Though I rely heavily on Apple Notes, I often spin up TextEdit files to create temporary, desktop saved, text files. These are for quick meeting notes, or todos, and at the end of each day I sort them into Things 3 or Apple Notes (or Notion, or Linear, or Figma). These temporary files are my version of sticky notes, and quite useful.
Also, because I keep an empty Mac desktop (apart from when I’m in an active project for the day), the notes stick out and remind to come back and process them as outstanding items.
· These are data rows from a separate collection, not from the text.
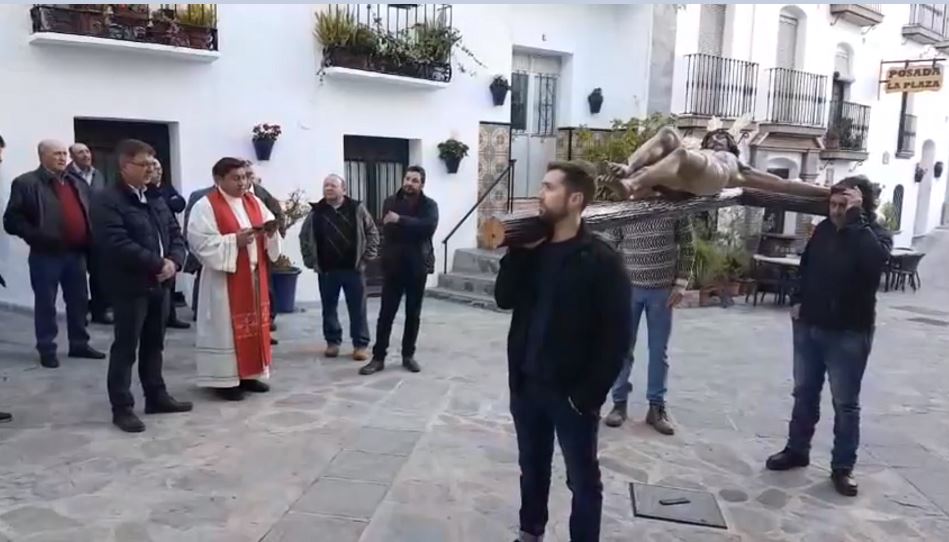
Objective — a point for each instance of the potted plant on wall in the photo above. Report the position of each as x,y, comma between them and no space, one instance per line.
265,135
595,99
499,88
284,273
452,151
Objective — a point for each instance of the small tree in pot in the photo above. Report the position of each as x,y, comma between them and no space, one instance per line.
285,274
265,135
499,88
452,151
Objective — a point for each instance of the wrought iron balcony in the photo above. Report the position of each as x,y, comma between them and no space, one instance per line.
906,138
858,14
796,98
927,24
180,25
411,40
721,87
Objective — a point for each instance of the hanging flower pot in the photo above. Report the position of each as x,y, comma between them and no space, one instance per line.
451,151
499,88
595,99
264,137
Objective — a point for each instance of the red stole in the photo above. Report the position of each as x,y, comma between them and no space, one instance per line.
250,315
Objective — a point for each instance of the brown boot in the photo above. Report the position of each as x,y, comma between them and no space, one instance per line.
659,419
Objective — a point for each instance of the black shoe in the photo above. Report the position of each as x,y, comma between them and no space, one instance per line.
167,404
103,319
85,352
844,482
50,361
230,394
787,460
411,365
177,324
127,421
374,366
254,386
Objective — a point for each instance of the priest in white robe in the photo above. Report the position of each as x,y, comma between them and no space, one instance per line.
234,236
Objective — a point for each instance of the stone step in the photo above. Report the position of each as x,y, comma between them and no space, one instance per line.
477,261
472,283
466,298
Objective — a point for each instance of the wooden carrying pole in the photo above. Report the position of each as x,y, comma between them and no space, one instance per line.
525,227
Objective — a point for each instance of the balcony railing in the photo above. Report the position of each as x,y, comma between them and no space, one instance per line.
906,139
796,98
717,86
178,25
927,23
412,40
848,126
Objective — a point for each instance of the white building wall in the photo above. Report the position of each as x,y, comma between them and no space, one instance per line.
751,34
267,72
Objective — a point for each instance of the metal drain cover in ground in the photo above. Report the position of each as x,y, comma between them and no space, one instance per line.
666,503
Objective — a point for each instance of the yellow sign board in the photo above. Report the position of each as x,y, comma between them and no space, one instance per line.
914,78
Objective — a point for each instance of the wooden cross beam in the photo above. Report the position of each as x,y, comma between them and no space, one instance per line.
525,227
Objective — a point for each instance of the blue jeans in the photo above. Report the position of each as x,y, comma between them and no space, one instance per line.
354,288
538,414
47,273
842,355
654,302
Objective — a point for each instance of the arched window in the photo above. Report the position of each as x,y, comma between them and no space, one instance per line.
898,206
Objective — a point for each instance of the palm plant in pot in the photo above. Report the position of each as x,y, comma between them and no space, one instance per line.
264,137
452,151
284,273
499,87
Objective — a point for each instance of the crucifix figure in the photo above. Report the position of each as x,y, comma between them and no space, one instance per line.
667,162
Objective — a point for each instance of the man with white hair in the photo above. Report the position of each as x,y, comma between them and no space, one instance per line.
50,211
337,238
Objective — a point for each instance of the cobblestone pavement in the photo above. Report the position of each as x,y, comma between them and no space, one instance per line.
332,456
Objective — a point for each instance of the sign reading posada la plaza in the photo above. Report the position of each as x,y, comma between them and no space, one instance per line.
918,78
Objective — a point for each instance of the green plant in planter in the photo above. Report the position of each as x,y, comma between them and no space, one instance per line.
452,151
335,27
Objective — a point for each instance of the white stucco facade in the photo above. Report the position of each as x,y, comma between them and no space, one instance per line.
751,33
266,71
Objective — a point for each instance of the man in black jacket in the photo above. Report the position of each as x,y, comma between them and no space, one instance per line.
409,222
145,246
833,315
49,209
176,204
570,332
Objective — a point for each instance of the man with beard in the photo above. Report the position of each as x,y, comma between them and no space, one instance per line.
570,332
409,221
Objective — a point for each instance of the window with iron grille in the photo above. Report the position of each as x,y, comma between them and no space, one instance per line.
519,101
546,104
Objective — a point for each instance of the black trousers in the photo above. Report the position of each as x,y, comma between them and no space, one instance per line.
139,329
394,286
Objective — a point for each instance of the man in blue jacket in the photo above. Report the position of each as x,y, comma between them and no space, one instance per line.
409,222
833,315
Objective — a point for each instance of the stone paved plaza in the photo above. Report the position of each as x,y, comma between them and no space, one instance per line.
332,456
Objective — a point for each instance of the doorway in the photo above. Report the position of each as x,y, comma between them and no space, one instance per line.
534,100
102,136
374,167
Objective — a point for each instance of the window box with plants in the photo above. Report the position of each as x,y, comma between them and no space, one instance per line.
451,151
283,272
354,37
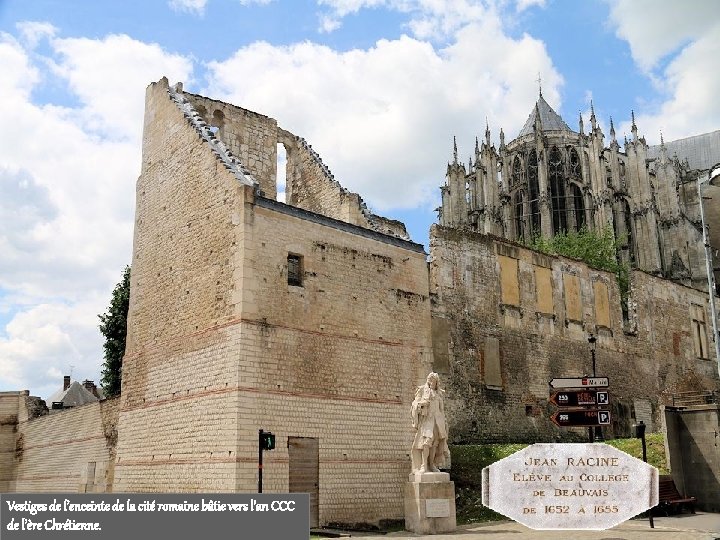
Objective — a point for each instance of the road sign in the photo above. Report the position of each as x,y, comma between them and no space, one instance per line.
581,418
573,398
580,382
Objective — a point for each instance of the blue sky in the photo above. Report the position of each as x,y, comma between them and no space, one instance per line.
378,87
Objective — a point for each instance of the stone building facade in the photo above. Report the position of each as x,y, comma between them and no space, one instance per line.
315,319
551,179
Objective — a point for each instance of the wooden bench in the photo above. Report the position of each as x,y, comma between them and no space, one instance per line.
670,500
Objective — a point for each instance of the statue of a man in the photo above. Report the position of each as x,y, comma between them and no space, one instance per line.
430,448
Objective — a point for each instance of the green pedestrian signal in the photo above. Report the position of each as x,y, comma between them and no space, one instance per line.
267,440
At this point I’ve been testing Tot over the last few weeks to see where it can fit in the tools I use. So far I’m finding it useful for notes that are slightly more permanent than TextEdit, but where I also don’t want them lost in the hundreds of Apple Notes (I’m bad at using anything other than search, scrolling to the top for recent, or pinning anything). My newsletter articles start in Tot now (although I’m finding some issues with the Tot > Ghost Markdown copy+paste flow), and some not-urgent ideas sit one of the eight dots as well (such as things I want to update on the Trailblazers Trivia).
Putting it all together
When I sat down to write this I thought it’d be more complex, that I’d describe a diagram of dozens of apps all fitting together like Tetris pieces. There’s more I use, of course. Lots of Safari and Chrome tabs float around on a daily basis, I use Slack, check email, Calendar, and a hundred other things.
But when it comes to the process of trying to design an app, these tools are enough. Much of the actual work happens in different ways, through collaboration, feedback, thinking, real world testing, and understanding the principles of good design through the school of experience. The tools often fade into the background to make way for thinking. And, at least for now, that's a good thing.
- Of course you can’t rotate objects in Freeform (or if you can, I haven’t figured out how), resizing is a nightmare (it works sometimes, and other times all the disparate pieces will shuffle across your board in unpredictable ways), and “send to back” and “send to front” are a joke. They work when the software feels up to it, and never when actually needed. But all that crazy, very basic functionality weirdness aside, the tool lets me just sketch and draw and mostly not think about anything else. Also, since switching to the M3 iPad the memory constraint issues I was dealing with (laggy, slow, boards and artwork) have gone away.
- Yes, at some point all the new LLM model changes are becoming a bit ridiculous. We’ve arrived at a time where major shifts in our technology are occurring on a weekly basis. It’s hard to keep up, but I love this stuff. If you’re following along and thinking, “oh I thought XYZ model was the best”, it’s probably just fine for the type of work most of us do. And in reality I don’t push any of these LLMs even remotely close to what they’re capable of, most of the time. But in testing this product design flow, I’m constantly checking just to see if something has changed, poking around to see what works best. I might even try UX Pilot again. Because of how fast things are changing, you may see different recommendations from me on a monthly basis. I’ll try not to be too crazy about it.